In the early '90s, one of the tracks from this album ("Ride on the Ray") was used by Rai2 as background music for the weather forecast: a fate that also befell Tangerine Dream, the "improper" use of an instrumental piece, from a band that made instrumental music the trademark of an extensive production.
And there is something meteorological in the atmospheres of this album, released in 1986, led as always by the founding duo, Edgar Froese and Chris Franke, joined for the first time by a Viennese musician, the then 23-year-old Paul Haslinger, who replaced Johannes Schmoelling, who had left the group the year before.
The enthusiastic youngster declared at the time, "I arrived at Tangerine Dream's Berlin studio and there were all the instruments I had always dreamed of. I disappeared for a year because I was always behind the keyboards, experimenting."
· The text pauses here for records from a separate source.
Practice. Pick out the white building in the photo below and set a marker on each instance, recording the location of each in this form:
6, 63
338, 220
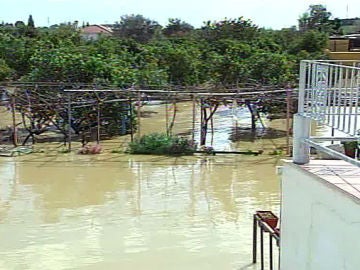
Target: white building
320, 211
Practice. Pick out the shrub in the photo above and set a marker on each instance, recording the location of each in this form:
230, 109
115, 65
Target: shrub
162, 144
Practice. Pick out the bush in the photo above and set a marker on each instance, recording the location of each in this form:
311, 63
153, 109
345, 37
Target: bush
162, 144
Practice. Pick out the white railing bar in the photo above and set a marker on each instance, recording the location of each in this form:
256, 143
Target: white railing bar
328, 92
335, 92
344, 100
302, 80
333, 153
351, 99
357, 100
329, 64
347, 139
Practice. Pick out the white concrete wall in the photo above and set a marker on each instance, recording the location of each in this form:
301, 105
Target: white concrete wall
320, 225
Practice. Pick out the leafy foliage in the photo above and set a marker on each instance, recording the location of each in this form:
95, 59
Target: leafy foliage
162, 144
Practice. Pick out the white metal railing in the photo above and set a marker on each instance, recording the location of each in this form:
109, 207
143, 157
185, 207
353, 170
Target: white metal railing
329, 94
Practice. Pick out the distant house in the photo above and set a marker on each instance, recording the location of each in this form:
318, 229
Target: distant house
93, 32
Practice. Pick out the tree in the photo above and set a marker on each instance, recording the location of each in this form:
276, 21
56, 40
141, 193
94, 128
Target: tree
239, 28
137, 27
31, 23
5, 70
316, 18
177, 28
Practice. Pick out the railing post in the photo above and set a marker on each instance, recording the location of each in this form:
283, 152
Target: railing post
301, 150
254, 238
302, 86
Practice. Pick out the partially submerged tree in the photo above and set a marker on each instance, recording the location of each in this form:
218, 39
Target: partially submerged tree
137, 27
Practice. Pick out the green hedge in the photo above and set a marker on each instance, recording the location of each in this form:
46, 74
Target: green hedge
162, 144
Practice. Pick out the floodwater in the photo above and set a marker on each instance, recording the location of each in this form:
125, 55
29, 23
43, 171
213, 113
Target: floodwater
116, 211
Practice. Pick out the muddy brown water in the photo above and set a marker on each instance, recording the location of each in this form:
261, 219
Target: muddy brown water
117, 211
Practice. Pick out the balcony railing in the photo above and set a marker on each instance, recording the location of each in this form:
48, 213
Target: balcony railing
329, 94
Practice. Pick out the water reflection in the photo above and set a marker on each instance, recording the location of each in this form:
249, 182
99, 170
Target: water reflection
116, 211
135, 213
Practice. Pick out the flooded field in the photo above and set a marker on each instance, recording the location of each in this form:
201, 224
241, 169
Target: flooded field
116, 211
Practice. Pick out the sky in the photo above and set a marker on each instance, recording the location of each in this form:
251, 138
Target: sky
275, 14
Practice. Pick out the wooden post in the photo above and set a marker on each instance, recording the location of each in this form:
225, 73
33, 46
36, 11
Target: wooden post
167, 116
201, 122
262, 248
194, 119
139, 115
270, 252
69, 121
131, 119
14, 131
98, 122
254, 238
288, 100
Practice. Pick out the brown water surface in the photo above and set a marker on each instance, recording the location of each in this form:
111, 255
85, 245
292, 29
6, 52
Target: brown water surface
116, 211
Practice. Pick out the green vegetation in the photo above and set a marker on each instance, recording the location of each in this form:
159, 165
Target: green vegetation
141, 52
162, 144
Keyboards that effectively simulate the timbre of the acoustic guitar, as in the opening track "Song of the Whale Part 1", a whale song in the underwater depths, populated by the melodic carpet of synths, a constant counterpoint of electronic percussion, and Edgar Froese's electric guitar, sharp and piercing, which often holds long chords with a distorted timbre that seem borrowed from rock settings.
"Song of the Whale Part 2" opens with a piano introduction, two minutes that then give way to the usual timbral panorama of keyboards and moments of solo guitar, like the solo that precedes the gathered and shadowy conclusion of the track.
The remaining four tracks, averaging 5 minutes in duration, do not add much to the atmosphere created in the first part of the work, but "Underwater Sunlight" remains a solid work, rich in melodic inventions, that makes constant atmospheric variation its main stylistic trait.